Cumhurbaşkanı Tayyip Erdoğan, Beştepe'de 15 Temmuz Şehitleri programında konuştu. Konuşmasına 15 Temmuz gecesi şehit olanlara Allah'tan rahmet dileyerek başlayan Erdoğan, şunları söyledi: "Askeri kamyonların, zırhlı araçların önüne dikilen her bir kardeşime şükranlarımı sunuyorum.
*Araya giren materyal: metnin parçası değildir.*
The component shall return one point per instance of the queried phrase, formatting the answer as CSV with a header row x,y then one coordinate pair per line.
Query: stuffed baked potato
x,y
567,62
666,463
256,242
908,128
Çünkü karşılarındaki asker elbisesi giymiş vatan hainidirler. Çukurca'da yine kahraman askerlerimiz 8 teröristi öldürdüler. 16 Temmuz'dan itibaren demokrasi nöbeti tutan tüm vatandaşlarıma şahsım milletim adına şükranlarımı sunuyorum. Biliyorum ki, eşlerini, çocuklarını, tüm ailelerini, geleceklerini, umutlarını, her şeylerini geride bırakarak mücadeleye koşan erkek, kadın, gençlere ne desem eksik kalır. Rabbime beni böyle bir milletin evladı yarattığı için ne kadar hamdetsem azdır. Milletimize hakim olmaya değil hadim olmaya geldik. Önce bizi küçümseyerek milletten uzak tutmaya çalıştılar. Başaramayınca cezaevine attılar. Netice alamayınca siyaset yoluyla hizmet etmemizi engellemeye kalktılar. Sonunda işi 15 Temmuz gecesinde olduğu gibi canımıza kastetmeye kadar götürdüler. Bu fakirin canını alınca 80 milyonluk Türkiye'yi teslim alacaklarını sandılar.
KORKUYORLAR
Ülkeyi teslim alma hevesine katıldılar. Biz milletimizle birlikte ölümü göze alarak yola çıktığımızda bu nasipsizlerin yüreğine korku çoktan düşmüştü.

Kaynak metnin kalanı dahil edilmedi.